Watford Palace Theatre, opened in 1908, is an Edwardian Grade II listed building in Watford, Hertfordshire. The 600-seat theatre on Clarendon Road was refurbished in 2004. It houses its own rehearsal room, wardrobe, cafe and bar.

== History ==
The theatre was built for the Watford Hippodrome Co., Ltd. The foundation stone of what was to become the Palace Theatre was laid on 3 June 1908. Five days later Mr H.M. Theobald, the architect, lodged the notification of his intention to build the theatre. Construction was undertaken by Barker Brothers of Maidenhead, and took six months, opening on 14 December 1908. The opening proprietors were the Watford Palace of Varieties Co., the Managing Director: Mr. T.M. Sylvester.

In early days it put on variety shows and plays, mostly imported from other theatres. Variety artists who appeared at the Palace included Marie Lloyd, Evie Greene and Lottie Lennox. The theatre also puts on regular Christmas pantomimes.

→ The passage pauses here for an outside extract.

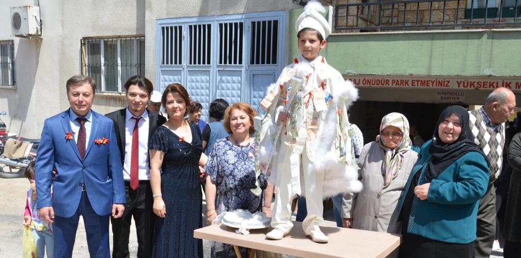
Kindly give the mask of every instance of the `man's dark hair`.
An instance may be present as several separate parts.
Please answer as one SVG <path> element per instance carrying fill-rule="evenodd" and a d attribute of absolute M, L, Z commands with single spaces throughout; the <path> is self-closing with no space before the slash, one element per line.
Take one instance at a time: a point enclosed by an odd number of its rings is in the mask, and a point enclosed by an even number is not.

For almost a decade (around the early 1960s), when Peter Cleall began his career at the Palace, the theatre was managed by actor Jimmy Perry, best known for co-writing the television series Dad's Army

In September 2004, the theatre re-opened after a two-year £8.8million Lottery funded refurbishment, which included more public space, two bars, a daytime café, air cooling and new seating. Access to the building was improved by the introduction of a lift to all levels, ramps and automated front doors.

In October 2015, the theatre won the Promotion of Diversity Award (joint winners with Leicester Curve) at the UK Theatre Awards 2015.

RIFCO Arts is the resident theatre company.

== Productions ==
The theatre has been producing work for over 100 years. Alongside touring productions, the theatre provides programmes in new writing.